Along with the change to branch status in 1997, Rensselaer at Hartford's faculty has begun a transition from a clinical faculty to a tenured/tenure-track faculty with the goal to achieve high profiles and world-renowned recognition and accomplishments for applied research in conjunction with corporate partners. Specific industries to be targeted are aerospace, pharmaceuticals, and finance. Emphasis will also be given to publication in recognized archival publications by faculty.
Rensselaer has led the way in creating two new strong professionally oriented degree programs in Information Technology (IT): the B.S. in IT and the M.S. in IT. More than 100 Rensselaer faculty, from all five schools, have joint appointments to what is known as the "Faculty of Information Technology." Enrollment has grown from 57 in 1998 to 278 in 2000.
PDE currently administers four different programs targeted toward working professionals. These include RSVP, Rensselaer's distance learning program; the Navy Program begun in 1997; and the KAPL On-site Program also begun in 1997. In addition, PDE generally offers three to five noncredit Short Course programs per year from the Troy campus. RSVP enrolls more than 1,000 distance students in more than 75 courses per year. There are currently 13 full master's degrees and 21 graduate certificate programs available via distance.
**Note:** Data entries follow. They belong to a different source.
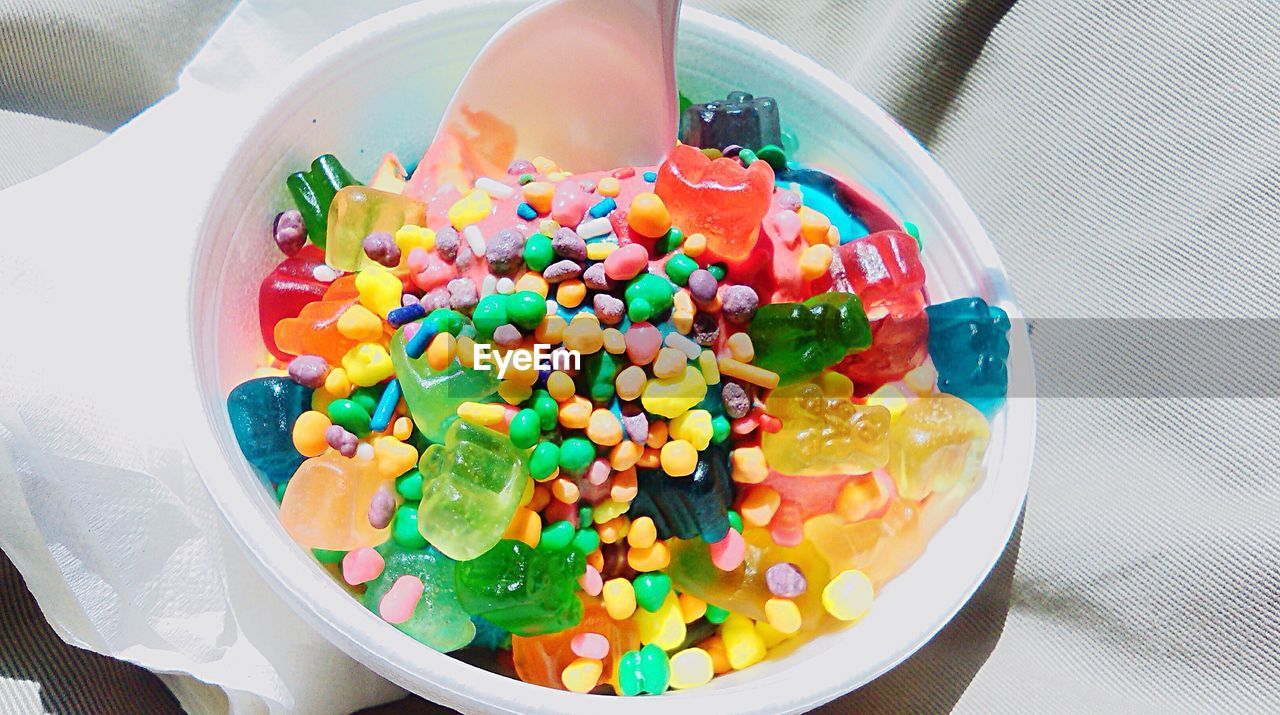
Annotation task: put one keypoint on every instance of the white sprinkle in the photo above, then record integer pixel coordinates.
(475, 239)
(684, 344)
(594, 228)
(494, 188)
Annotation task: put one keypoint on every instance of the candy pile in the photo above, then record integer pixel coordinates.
(630, 429)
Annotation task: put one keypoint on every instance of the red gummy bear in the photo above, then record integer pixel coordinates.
(286, 290)
(720, 200)
(885, 270)
(899, 345)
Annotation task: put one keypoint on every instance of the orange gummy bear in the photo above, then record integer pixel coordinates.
(720, 200)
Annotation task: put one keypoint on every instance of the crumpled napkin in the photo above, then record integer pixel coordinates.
(100, 505)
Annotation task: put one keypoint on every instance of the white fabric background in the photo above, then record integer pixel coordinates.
(1121, 156)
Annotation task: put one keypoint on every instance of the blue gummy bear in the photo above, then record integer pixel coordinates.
(827, 195)
(969, 345)
(737, 119)
(688, 507)
(263, 412)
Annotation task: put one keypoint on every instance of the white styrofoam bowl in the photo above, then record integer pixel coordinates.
(382, 86)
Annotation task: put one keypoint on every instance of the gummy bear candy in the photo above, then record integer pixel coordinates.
(799, 340)
(315, 331)
(263, 412)
(935, 444)
(328, 500)
(688, 507)
(542, 659)
(286, 290)
(433, 397)
(737, 119)
(744, 590)
(885, 270)
(899, 345)
(314, 191)
(438, 619)
(823, 431)
(471, 486)
(720, 200)
(969, 344)
(359, 211)
(528, 591)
The Rensselaer Plan was drafted after an extensive information-sharing and -gathering process involving the entire Rensselaer community, its alumni, academic and industry leaders, and external consultants. The Rensselaer Board of Trustees unanimously approved the Plan on May 12, 2000, setting in motion changes that have had significant impact on the budget and the budgeting process. Designed to be revised on a regular basis, the Plan guides Institute decisions and provides the framework for school and divisional performance plans, which, in turn, serve as the basis for each year's operating plan and budget. With the creation of the Plan and initiation of performance planning, the Institute is establishing a new performance-based operating and capital budgeting and reporting process that links directly to the performance plans and allows meaningful assessment of progress against the Plan.
The highly structured planning process resulting from adoption of The Rensselaer Plan is now institutionalized and ongoing at Rensselaer. Each year, results are assessed against the appropriate metrics, Performance Plans are revised, and the next year's operating plan (budget, capital projects, etc.) is constructed. All three levels of planning -- The Rensselaer Plan, school and division Performance Plans, and annual operating plans -- create an integrated and dynamic blueprint for achieving Rensselaer's goal of greater prominence.